His 15-year arc as a director is one
of constant metamorphosis, and this
NW Film Center retrospective offers
a much better reason than PIFF to
spend two weekends in the Whitsell
Auditorium. It’s a chance to get
acquainted with all the nasty, impulsedriven
antiheroes spawned from one of
the most influential directors working
in Hollywood today. NW Film Center’s Whitsell
Auditorium, 1219 SW Park. Valhalla Rising screens
at 7 pm Friday and 9 pm.
Sunday, March 18
Jeff, Who Lives at Home
[FILM] The title tells you a lot about what sort of movie this
might be: downtrodden, acerbic, commuting between office parks and Mom’s
basement. And for the first 45 minutes, it confirms those suspicions in
spades. In fact, Jeff, Who Lives at Home
begins to feel like the apotheosis of the festival-shopped indie comedy. It’s directed by the Duplass brothers (The Puffy Chair
who are more famed for spasmodic camera zooms than for any jokes. It
features Hollywood clowns who’ve scrubbed off all their greasepaint to
show the troubled lines on their faces. The larger film, actually, feels
scoured with whatever industrial solvent they use at the end of the day
in Hooters restrooms... read our full write-up here
. Jeff, Who Lives at Home
opens Friday at Fox Tower and Clackamas.
Classical Revolution PDX String Quartet
[MUSIC] The classical music rebels and DTQ String Quartet will perform movements from 10 string quartets submitted by Oregon composers. A panel (performer, professor, and pundit) will choose one composer to receive a professional recording of the winning quartet. It’s a chance to hear what kind of music is emerging from the next generation of Oregon composers. Community Music Center, 3350 SE Francis St., 823-3177. 7 pm Sunday, March 18. Donation.Frank Fairfield
[MUSIC] Frank Fairfield
was probably born spouting folk tunes. He's that good.

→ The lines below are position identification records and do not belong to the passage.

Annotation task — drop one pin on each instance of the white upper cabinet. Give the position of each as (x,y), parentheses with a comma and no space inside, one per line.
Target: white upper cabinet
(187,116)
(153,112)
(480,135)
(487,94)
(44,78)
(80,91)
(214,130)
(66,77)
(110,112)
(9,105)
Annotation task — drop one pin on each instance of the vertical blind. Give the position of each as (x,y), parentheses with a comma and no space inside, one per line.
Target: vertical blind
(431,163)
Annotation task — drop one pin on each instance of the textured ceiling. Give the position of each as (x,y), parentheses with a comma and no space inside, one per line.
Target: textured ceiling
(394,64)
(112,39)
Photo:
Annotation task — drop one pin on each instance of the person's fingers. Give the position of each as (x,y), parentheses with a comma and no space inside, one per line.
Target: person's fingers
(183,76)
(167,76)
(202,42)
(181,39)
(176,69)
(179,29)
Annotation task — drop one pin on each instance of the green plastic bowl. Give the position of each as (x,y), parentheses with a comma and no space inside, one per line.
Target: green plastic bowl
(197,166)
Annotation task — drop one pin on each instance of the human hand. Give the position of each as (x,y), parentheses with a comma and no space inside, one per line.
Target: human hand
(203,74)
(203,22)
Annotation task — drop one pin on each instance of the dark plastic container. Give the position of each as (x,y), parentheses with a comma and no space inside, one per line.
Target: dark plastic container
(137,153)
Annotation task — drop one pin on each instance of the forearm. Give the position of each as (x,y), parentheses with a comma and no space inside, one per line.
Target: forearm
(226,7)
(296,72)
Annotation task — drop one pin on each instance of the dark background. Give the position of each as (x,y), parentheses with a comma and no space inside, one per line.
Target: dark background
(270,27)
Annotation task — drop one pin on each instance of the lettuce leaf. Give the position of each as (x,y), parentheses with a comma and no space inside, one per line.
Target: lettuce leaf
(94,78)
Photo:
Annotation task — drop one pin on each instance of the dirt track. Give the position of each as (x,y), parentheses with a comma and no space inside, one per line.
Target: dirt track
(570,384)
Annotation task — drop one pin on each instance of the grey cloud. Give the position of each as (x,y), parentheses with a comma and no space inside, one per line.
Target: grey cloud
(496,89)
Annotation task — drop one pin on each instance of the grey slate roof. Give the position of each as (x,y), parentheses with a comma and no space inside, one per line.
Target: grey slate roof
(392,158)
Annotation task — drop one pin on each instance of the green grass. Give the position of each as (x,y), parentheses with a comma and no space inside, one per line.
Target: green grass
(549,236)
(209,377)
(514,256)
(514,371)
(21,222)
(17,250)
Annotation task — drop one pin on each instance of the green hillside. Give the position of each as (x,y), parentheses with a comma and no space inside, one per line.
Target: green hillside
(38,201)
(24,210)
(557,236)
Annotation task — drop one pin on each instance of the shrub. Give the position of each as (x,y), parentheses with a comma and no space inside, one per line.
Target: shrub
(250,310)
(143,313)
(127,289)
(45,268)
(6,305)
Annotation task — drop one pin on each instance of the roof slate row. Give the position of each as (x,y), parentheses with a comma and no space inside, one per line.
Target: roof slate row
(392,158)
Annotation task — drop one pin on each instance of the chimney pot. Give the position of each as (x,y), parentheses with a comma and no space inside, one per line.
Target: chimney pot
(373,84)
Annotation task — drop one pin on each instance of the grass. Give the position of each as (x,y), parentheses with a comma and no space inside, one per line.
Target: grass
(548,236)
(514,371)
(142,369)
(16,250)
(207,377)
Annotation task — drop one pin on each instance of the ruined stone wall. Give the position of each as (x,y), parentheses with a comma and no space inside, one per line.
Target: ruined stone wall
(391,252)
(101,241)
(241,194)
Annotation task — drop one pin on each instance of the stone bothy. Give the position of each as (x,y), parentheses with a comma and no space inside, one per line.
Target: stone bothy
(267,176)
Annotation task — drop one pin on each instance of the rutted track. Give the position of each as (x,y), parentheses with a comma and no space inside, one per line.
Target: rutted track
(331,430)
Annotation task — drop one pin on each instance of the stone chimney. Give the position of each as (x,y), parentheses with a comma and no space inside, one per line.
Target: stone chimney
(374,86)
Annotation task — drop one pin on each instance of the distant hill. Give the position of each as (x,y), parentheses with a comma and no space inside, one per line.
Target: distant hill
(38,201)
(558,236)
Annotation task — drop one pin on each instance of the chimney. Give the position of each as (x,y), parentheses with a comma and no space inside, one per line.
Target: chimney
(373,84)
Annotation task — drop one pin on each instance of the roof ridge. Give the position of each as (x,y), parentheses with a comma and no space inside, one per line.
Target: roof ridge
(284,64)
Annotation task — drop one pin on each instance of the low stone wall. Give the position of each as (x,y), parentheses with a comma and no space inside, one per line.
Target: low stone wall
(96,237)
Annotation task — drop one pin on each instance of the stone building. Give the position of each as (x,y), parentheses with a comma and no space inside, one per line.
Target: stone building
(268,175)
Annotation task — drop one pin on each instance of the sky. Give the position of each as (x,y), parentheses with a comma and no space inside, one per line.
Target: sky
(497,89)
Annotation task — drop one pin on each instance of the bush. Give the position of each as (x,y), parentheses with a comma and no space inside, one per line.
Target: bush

And luckily for us, he's about 90 years late—considering his tunes sound
like something that came out of Appalachia in the ’20s. Getting his
start while busking the streets of Los Angeles, the then-21-year-old
impressed Foreign Born frontman Matt Popieluch so much that he landed
Fairfield a spot on tour with Fleet Foxes and a home with record label
Tompkins Square. It's no wonder that opportunities just sort of find
Fairfield: He plays the fiddle, banjo and guitar with the kind of touch
that comes from a full lifetime of practice, if at all. Pulling from a
repertoire of traditional American folk ballads as well as an array of
befitting original songs, he is quite a sight to see live—and Portland
gets him for seven nights in a row, starting tonight.
EMILEE BOOHER. Al's Den at the Crystal Hotel, 303 SW 12th Ave. 7 pm. Free.